Meeting people where they’re at, just like God did and continues to do for me every day when I have to wake up each morning and die to self and ask for forgiveness for the things I did wrong just in the past 24 hours. God doesn’t just say in His Word to go out and seek and save the famous and the rich or just the poor and needy- no He calls us to be His hands and feet as it says in 1 Thessalonians 5:14, “now we exhort you, brethren, warn those who are unruly, comfort the fainthearted, uphold the weak, be patient with all.” We are as Christ followers called to do the things in which God has for us being led by the holy spirit in all things asking the Father in heaven. In this verse I like that it says, “to the weak I became as weak, that I might win the weak…” and that’s just it- we are called to share and more importantly SHOW Christ through our every day routine and walk in life. I hate to bring out the level scale because we are all equal and it doesn’t matter what you have or how much of it in the end those things will all perish, but the way the world works we have many people in both areas of life and to the extreme of them. But God doesn’t care about what you have to offer or how much you give up if in the end you are just doing it to prove a point, but in everything be for the glory of God that we are here today called to seek and save the lost, broken and poor then that’s just what we should be doing.
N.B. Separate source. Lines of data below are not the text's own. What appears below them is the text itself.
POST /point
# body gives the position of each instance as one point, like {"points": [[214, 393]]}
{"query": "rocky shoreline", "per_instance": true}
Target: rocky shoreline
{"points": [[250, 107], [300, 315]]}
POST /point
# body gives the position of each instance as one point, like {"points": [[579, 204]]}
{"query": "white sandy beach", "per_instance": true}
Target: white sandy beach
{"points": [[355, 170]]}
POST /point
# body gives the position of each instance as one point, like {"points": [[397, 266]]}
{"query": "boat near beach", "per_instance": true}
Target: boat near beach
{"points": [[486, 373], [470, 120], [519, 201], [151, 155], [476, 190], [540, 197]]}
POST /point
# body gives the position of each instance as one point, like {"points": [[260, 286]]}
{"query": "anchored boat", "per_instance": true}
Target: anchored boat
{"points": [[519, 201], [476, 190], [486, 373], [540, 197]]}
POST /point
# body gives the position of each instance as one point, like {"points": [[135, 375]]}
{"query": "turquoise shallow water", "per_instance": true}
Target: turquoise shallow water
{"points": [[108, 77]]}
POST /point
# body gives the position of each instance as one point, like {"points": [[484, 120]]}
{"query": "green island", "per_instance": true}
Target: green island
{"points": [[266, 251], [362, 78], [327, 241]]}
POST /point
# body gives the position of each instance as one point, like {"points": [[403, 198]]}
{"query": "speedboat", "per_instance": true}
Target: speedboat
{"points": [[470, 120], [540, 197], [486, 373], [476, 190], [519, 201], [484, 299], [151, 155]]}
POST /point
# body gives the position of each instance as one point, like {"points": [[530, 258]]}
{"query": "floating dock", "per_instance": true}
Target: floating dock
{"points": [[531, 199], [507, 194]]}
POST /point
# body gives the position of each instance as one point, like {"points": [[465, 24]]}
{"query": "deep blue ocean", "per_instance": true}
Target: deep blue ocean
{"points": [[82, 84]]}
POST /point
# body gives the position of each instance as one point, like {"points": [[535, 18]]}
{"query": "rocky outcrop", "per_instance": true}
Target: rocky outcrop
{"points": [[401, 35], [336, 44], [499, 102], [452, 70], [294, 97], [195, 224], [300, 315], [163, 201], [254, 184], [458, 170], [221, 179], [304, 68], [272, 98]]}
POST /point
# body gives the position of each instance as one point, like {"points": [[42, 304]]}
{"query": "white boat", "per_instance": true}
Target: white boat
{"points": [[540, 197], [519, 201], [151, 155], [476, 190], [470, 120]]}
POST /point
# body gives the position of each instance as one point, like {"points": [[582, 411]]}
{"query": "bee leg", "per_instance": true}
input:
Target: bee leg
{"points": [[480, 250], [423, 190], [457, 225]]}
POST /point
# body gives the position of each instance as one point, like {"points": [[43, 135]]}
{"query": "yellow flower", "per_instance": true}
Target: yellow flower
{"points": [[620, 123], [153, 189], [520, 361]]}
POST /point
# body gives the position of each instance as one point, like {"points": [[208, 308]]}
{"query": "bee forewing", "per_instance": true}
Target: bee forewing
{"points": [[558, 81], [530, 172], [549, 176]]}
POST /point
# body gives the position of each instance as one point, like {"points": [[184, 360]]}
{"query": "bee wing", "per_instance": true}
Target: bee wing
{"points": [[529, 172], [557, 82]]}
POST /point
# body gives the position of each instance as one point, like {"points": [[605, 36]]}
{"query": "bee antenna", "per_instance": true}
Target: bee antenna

Not coming into a culture thinking we are on top because of the things we may have or have done in our life- no that’s not what its all about. Its all about making Christ known even if that means moving yourself or removing yourself from where you are at and God has blessed you for so long- and following after Christ. Not going to lie it is easier said than done- for me at least. I always say yeah, I would do anything to have the loved ones come to Ignite or just except Christ as their savor but then I find myself at shame after I get off the phone with one of them or in the texting I doesn’t even bring up or share anything worth or meaning full that would maybe intrigue them to at least ask questions. I become so caught up in losing that person because they don’t like who I’ve become, or they don’t like what I will say, but God does make that very clear in His Word that “you will be hated by all for My Name’s sake…” but I honestly would rather die trying than watch them never know God.